Probability of At Least 1 Cherry Yogurt: 7/55

[Gringo123]

A box contains 2 strawberry yogurts, 4 vanilla yogurts and 6 cherry yogurts.
3 yogurts are selected at random form the box. (they are not replaced)
Calculate the probability that at least 1 of the selected yogurts is a cherry yogurt.

This is how I have approached the problem. Did I get it right?

Pr. that all 3 are cherry = 6/12 x 5/11 x 4/10 = 1/11

Pr. that only 2 are cherry = 6/12 x 5/11 x 6/10 = 3/22 ( I have calculated that the P would 3/22 for all possible combinations - i.e. 1st 2 selected, last 2 selected, 1st and 3rd)

Pr. that only 1 is cherry = 6/12 x 6/11 x 5/10 = 3/22 (again, all combinations = same probability)

1/11 + 3/22 + 3 /22 = 7/55

 

[jbunniii]

This way is perhaps easier:

P(at least one is a cherry yogurt) = 1 - P(none is a cherry yogurt)

P(none is a cherry yogurt) = 6/12 x 5/11 x 4/10 = 1/11

Thus

P(at least one is a cherry yogurt) = 1 - 1/11 = 10/11

Since this does not match your answer, we can conclude that at least one of your probabilities is incorrect.
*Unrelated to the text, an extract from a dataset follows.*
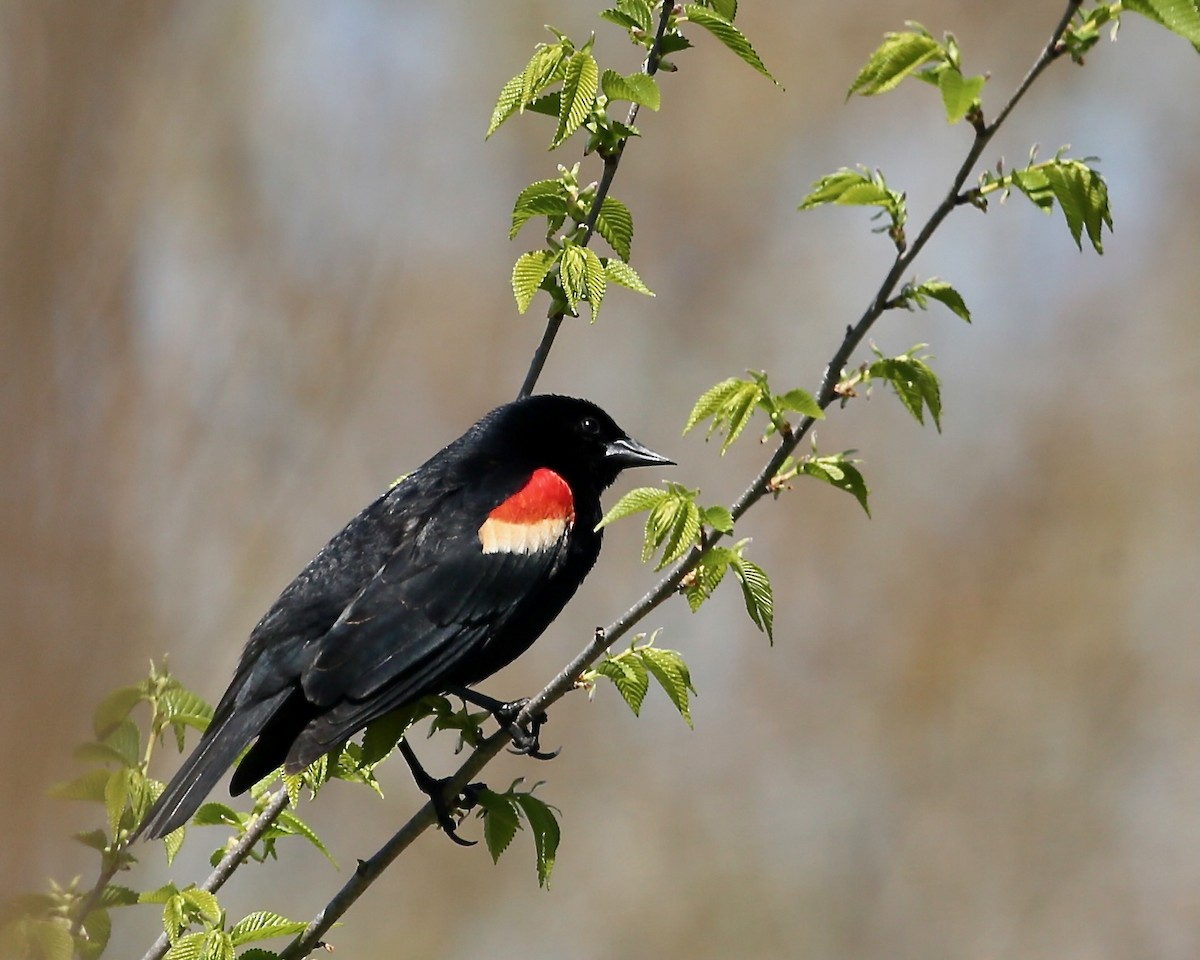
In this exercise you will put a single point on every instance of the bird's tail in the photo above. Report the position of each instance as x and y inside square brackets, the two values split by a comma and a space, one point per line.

Your P(all 3 are cherry) is fine, so the error is with one (or both) of the other two.

 

[jbunniii]

OK, I see the problem.

P(exactly 1 is a cherry yogurt) =

P(1st is cherry, 2nd is not, 3rd is not) +
P(1st is not, 2nd is cherry, 3rd is not) +
P(1st is not, 2nd is not, 3rd is cherry)

EACH of these terms has probability 3/22 (as you calculated).

You have a similar error with P(exactly 2 are cherry yogurts).